The control polygon (a concept very similar to the like-named one that is met in the study of Bezier curves) has many interesting properties (the curve lies entirely in the convex hull of the control polygon; a B-Spline of degree 1 is its own control polygon,...) whose summary is that the B-spline is the smoothest piecewise polynamial curve that is closest to the control polygon (for some definition of closest).
Another very interesting result is that it is possible to
subdivide the control polygon of a B-spline in a way that makes it an increasingly better approximation of the curve itself; this result leads to an efficient algorithm to draw the curve on a computer screeen.
B-Splines - like any piecewise integer polynomial - are not capable of giving an exact representation of many algebraic curves, conics included. It is therefore impossible to represent an arc of a circle as a B-Spline.
It turns out that this limitation no longer holds in the 4 - dimensional projective space: the 3-D immersion of 4-dimensional (NU) B-splines are indeed capable of exact representation of the conical curves. Because in the familiar process of converting homogeneous coordinates in 3-D coordinates the resulting polynomials are no longer integer, the word Rational is introduced, thereby completing the explanation of the acronym.
As mentioned above, NURBS as curves and surfaces (obtained as a cartesian product of NURBS curves) "hug" their control polygons (or polyhedra) much more closely then their Bezier cousins. This is both one their strength (the other being that NURBS - composite by their nature - are much easier to manage than composite Bezier) and also their chief weakness.

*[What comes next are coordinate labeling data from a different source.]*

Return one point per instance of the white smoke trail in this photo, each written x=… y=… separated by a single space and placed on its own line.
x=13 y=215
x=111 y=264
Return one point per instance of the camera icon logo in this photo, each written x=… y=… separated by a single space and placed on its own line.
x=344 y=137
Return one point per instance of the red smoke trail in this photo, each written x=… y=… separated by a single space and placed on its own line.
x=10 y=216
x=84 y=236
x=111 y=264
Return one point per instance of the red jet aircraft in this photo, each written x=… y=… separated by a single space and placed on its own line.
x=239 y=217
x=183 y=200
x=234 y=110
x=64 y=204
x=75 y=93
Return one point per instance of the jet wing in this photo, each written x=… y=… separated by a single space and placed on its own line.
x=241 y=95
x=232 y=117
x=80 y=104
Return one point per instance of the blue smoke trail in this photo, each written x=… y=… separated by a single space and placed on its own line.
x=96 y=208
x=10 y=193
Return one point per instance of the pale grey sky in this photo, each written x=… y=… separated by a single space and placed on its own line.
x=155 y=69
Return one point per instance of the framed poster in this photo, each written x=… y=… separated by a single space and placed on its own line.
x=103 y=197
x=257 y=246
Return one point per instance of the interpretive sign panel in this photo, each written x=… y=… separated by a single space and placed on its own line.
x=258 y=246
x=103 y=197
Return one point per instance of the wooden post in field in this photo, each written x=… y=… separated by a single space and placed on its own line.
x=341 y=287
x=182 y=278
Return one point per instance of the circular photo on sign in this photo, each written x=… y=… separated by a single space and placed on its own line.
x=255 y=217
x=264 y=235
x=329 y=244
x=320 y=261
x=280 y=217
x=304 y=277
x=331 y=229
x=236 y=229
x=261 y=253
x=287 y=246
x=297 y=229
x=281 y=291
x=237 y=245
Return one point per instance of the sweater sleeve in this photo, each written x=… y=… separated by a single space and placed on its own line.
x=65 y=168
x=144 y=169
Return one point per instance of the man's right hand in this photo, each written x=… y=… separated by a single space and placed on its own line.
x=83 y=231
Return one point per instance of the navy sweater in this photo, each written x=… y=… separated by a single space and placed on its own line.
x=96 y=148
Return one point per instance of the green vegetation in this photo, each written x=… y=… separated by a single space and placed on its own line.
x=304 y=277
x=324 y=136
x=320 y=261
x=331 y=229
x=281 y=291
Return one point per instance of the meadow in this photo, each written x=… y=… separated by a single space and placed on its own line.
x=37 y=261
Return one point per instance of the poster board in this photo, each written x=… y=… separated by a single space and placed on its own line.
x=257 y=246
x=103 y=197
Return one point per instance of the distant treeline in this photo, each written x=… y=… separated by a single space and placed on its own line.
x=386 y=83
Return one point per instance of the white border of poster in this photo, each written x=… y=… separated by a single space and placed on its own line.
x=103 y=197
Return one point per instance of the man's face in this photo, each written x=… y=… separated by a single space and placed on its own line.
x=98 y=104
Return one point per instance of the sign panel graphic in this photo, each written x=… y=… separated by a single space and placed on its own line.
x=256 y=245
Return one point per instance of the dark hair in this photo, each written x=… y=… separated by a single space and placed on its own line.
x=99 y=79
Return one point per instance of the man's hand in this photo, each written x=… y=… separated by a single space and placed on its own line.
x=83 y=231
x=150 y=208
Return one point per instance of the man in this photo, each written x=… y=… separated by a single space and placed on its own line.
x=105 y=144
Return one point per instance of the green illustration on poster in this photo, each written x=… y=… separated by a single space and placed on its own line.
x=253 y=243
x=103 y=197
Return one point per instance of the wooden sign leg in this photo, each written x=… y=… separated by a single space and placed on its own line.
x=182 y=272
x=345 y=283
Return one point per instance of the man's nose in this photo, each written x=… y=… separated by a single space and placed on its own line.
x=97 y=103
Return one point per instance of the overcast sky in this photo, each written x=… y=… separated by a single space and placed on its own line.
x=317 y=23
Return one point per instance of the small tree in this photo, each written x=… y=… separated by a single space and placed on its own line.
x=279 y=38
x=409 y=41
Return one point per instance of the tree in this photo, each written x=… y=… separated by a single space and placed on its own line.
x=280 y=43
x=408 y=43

- Strength: it is very easy to approximate any shape by quickly sketching a control polygon and drawing the attending NURBS.
- Weakness: NURBS with a long and flexible control polygon are hard to edit without creating localized "bumps". Unlike Bezier curves NURBS have no built in "smoothing" of the movement of the control vertices. So NURBS are difficult to use (as such) in activities, such as precision car body design, where smooth, gradual variation of the differential properties (specially curvature) of the curves is extremely important.